Everything went into slow motion, with me wondering why the horn to end the game had not sounded, and Coach screaming, “Don’t foul, Mills! Don’t foul, Mills!” In what must have been milliseconds, I thought it was funny what the coach was shouting. It sounded like he didn’t want me to foul myself. He should have been saying instead, “Don’t foul him.” But I knew what he meant, and I was determined not to be the goat of the game, not to be the one to put this basket making machine of a player at the foul line with no time left on the clock.

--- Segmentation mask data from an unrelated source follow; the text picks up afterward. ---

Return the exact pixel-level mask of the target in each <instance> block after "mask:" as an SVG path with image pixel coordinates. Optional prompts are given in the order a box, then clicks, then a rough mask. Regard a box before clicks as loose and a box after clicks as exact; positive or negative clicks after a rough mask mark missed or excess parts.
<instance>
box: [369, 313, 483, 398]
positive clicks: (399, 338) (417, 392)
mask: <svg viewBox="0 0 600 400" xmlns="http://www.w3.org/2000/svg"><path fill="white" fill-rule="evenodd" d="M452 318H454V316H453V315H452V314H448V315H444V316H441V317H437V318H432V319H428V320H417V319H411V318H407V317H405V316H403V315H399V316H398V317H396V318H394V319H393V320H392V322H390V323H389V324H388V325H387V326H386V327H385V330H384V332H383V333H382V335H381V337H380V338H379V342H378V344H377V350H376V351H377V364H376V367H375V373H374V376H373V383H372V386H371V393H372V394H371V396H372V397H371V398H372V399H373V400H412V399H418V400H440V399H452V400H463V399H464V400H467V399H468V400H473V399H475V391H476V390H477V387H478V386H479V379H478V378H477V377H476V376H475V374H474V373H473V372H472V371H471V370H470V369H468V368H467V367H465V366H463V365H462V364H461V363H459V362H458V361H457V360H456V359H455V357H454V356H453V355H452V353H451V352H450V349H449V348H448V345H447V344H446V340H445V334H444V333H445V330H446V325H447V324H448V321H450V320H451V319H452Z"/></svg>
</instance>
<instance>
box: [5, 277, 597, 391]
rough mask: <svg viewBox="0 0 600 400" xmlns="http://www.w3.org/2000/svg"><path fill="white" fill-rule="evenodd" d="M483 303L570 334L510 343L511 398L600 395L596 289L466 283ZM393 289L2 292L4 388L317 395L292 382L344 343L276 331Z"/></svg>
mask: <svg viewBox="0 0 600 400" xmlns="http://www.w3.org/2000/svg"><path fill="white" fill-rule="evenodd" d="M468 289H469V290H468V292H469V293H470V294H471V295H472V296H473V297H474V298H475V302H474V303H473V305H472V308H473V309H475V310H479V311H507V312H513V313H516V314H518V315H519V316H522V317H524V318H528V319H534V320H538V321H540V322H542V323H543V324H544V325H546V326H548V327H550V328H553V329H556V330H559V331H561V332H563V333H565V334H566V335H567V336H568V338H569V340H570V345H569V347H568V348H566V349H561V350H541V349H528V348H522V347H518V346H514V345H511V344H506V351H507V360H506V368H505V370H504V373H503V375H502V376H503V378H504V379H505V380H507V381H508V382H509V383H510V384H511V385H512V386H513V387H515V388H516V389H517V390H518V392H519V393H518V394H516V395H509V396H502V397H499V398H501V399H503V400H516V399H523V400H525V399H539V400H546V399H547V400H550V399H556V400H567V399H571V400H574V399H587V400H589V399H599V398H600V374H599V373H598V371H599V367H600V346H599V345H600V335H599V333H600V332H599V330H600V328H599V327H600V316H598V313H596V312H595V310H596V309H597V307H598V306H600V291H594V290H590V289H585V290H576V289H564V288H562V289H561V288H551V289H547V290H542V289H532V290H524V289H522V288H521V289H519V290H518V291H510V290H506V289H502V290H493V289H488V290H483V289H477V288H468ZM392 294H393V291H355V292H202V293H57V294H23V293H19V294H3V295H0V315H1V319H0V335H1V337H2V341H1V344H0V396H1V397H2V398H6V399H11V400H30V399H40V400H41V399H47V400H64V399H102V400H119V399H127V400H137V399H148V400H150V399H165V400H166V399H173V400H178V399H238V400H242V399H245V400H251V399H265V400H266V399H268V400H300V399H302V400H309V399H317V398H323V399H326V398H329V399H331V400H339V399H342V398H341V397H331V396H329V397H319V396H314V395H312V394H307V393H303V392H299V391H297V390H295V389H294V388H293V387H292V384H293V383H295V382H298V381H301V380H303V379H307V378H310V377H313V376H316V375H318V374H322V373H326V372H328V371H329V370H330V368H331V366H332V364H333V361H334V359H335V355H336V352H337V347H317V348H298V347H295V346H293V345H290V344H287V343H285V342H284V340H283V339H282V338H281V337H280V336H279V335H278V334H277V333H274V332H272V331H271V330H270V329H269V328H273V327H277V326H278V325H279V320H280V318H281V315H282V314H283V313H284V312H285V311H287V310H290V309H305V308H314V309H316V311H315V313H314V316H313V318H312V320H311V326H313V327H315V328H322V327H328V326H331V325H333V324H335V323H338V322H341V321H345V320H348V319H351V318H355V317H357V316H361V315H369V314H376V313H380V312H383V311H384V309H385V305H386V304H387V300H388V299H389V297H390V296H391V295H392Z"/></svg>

Corum Turner charged right up to me, his one good eye, like a demonic wink, looking right into my two good eyes. He stopped, jumped straight up in the air and tossed in the gentlest little jump shot I ever saw. The ball was in a perfect rotation in the air when the horn sounded. At least I did not foul him.Oddly, after the game, Coach hardly mentioned anything about the final shot, the basket that broke the hearts of all the Bluford fans. He just sat with his shoulders slumped forward, in a folding chair in the deadly quiet dressing room, looking through the scorebook. He glanced up at me as I left and without any malice said, “I was just waiting for you to cram that ball down Corum Turner’s throat.” Then he turned back to the scorebook, as if he hoped to find a mistake that would win us back the ball game.
Crab Orchard Wins Little Egyptian Conference Tournament.
Crab Orchard won the Little Egyptian Conference title with a 66-65 victory over Bluford. The Crab Orchard Trojans won at the horn when Corum Turner dribbled the length of the court for a setup shot.